PG was filling out a profile once, and was using some questioned borrowed from another blog profile. One of the questions was, are you a racist? “It depends on who is doing the judging”.
The comment mentioned “contemporary writings and definitions of racism”. Who are the people who set themselves up as arbiters about what we should think about race? What are the qualifications? Who asked them what they thought? How do we know that these people are dependable?.
Maybe the answer is to show compassion and kindness to your neighbor, and don’t judge them about their racial attitudes. If you are proud of your racial attitudes, please refrain from boasting. Not everyone is interested in what you think about race.
Pictures are from The Library of Congress. This is a repost.
PG was reading facebook, minding his own business, when he saw the splashy title White Liberals Have White Privilege Too!. There is something about online discussions about privilege that make well meaning people want to type a lot of words into little boxes. PG usually avoids such a conversation, as if it were an amway pitch, but made an exception this ill fated afternoon.
The seminal article was written in 2007, and mentioned the media controversy of the day. It seemed as though Joe Biden said “I mean, you got the first mainstream African-American who is articulate and bright and clean and a nice-looking guy … I mean, that’s a storybook, man.” Mr. Biden is currently the Vice President, serving under the FMAA.

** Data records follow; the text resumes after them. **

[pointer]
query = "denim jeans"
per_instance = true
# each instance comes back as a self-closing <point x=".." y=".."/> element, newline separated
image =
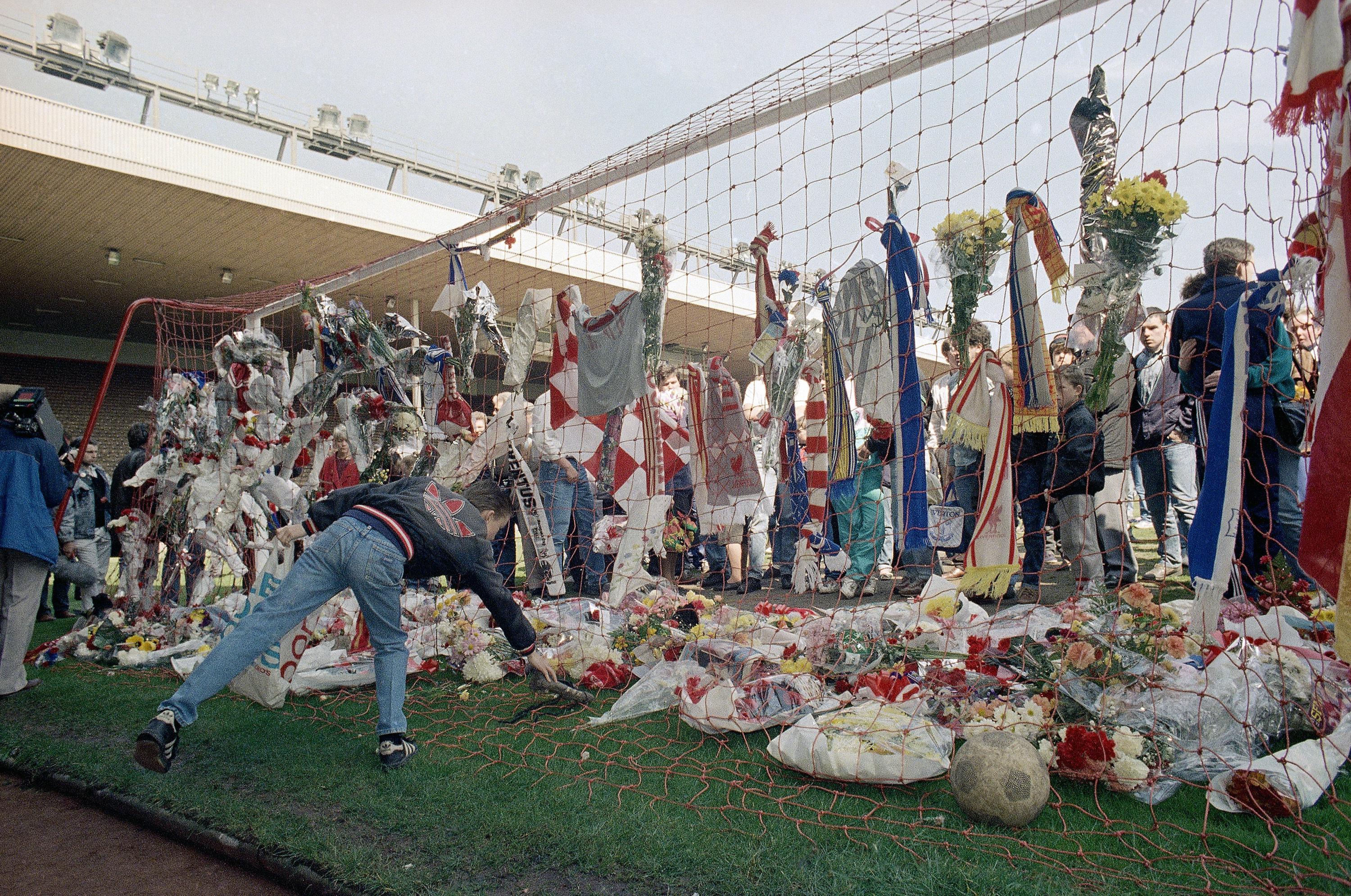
<point x="784" y="533"/>
<point x="966" y="489"/>
<point x="1169" y="474"/>
<point x="348" y="555"/>
<point x="556" y="498"/>
<point x="1289" y="511"/>
<point x="1033" y="482"/>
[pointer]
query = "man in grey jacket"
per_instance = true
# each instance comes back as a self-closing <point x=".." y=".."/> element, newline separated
<point x="1111" y="503"/>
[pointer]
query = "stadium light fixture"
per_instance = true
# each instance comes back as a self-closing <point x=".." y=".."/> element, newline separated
<point x="65" y="33"/>
<point x="330" y="121"/>
<point x="358" y="129"/>
<point x="117" y="50"/>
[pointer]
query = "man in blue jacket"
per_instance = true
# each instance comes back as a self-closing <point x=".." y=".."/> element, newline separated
<point x="369" y="539"/>
<point x="33" y="483"/>
<point x="1195" y="353"/>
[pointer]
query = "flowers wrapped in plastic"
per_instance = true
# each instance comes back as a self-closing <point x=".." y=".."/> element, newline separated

There was a link to “Black People Love Us!, which tells the story of Sally and Johnny… “We are well-liked by Black people so we’re psyched (since lots of Black people don’t like lots of White people!)” The fun starts when someone quotes a letter to BPLU.
“GET WITH THE PROGRAM!… If some of you would actually get your heads out of your asses for one second and read a f*cking book or get educated, you will see that this website is NOT trying to break down PEOPLE, but break down BARRIERS and erase STEREOTYPES… A Black University of Michigan Student with nappy-ass hair”.
The resulting visual ruined the day for PG. BUMS should keep his/her pants on, and not burden the world with the sight of nappy hair on his/her posterior. The same thing goes for any asian, latino, caucasian, native american, or zorlack with this problem.
The photgraphs today are from “Special Collections and Archives, Georgia State University Library”. This repost was modified, with politically incorrect editing, to satisfy an writing challenge word limit.